1.) In the first place, a baseball bench coach does not coach the bench nor the players sitting upon same.
2.) To some variable degree, the bench coach either helps the manager coach or else serves as his clandestine ventriloquist on tough decisions during the game.
3) The bench coach is there to remind the manager of his best choices for relief pitchers and pinch hitters during the game.
4) The bench coach is available for games of checkers with the manager during lengthy rain delays.
5) The bench coach is there in the bar to pull the manager out at 11:30 PM with the consistent reminder: “It’s not good to make curfew rules for the team that you don’t plan to keep yourself.”
6) The bench coach is there to assure the manager that he could take the team to more World Series wins than Casey Stengel, if he would only stay away from the booze, the track, and/or the ladies of easy acquaintance.

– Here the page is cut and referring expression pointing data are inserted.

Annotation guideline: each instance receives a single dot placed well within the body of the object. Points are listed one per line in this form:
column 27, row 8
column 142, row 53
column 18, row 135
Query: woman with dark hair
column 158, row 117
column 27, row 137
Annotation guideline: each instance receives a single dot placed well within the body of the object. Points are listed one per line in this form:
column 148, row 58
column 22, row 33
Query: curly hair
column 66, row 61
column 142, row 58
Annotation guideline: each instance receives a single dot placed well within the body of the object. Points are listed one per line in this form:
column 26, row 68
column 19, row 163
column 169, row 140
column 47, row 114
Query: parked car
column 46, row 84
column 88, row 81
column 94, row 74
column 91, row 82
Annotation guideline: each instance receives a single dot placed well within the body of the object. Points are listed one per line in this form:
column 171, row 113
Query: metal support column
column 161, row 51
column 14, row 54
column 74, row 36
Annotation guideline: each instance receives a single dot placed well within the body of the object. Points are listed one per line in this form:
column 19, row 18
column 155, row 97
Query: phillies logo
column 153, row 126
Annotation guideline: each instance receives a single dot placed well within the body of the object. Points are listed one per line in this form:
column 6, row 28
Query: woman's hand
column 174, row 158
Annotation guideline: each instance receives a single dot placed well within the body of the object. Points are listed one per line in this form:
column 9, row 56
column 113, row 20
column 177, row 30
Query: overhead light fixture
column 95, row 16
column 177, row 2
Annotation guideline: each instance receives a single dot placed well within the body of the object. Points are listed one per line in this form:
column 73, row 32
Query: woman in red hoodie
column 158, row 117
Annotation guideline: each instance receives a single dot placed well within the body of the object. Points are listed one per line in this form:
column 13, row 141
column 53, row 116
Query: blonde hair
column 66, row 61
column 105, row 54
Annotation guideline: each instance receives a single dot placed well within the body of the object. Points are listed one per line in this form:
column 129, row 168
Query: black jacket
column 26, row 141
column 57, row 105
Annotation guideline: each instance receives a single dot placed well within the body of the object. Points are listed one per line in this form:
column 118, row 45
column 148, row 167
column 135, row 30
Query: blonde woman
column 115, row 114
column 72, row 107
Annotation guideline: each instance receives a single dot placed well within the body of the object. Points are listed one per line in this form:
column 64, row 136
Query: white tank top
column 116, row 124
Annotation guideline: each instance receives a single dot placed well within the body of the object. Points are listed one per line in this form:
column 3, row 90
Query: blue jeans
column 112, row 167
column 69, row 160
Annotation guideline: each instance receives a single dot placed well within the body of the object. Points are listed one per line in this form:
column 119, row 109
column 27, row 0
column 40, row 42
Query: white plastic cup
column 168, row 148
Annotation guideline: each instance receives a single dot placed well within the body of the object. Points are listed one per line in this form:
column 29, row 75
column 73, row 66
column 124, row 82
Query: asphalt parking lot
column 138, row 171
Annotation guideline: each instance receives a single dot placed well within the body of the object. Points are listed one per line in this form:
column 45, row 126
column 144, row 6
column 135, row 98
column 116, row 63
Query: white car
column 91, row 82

7) The bench coach reminds the manager to stay in touch with his wife or girl friend on lengthy road trips.
8) The bench coach sometimes becomes the manager’s “all hell breaks loose” listening catcher when the wife and girl friend find out about each other.
9) Trained psychotherapists and naturally intuitive .200 minor league player veterans are better qualified for service as bench coaches than any righteously straight-laced former Hall of Fame player ever will be. Members of the latter group simply haven’t seen enough of the things that happen to the ordinarily flawed manager to be of much help in matters of domestic discord and/or substance abuse.
10) The bench coach who sometimes ascends to managerial status invariably then will select a virtuous Hall of Fame player as his own personal bench coach.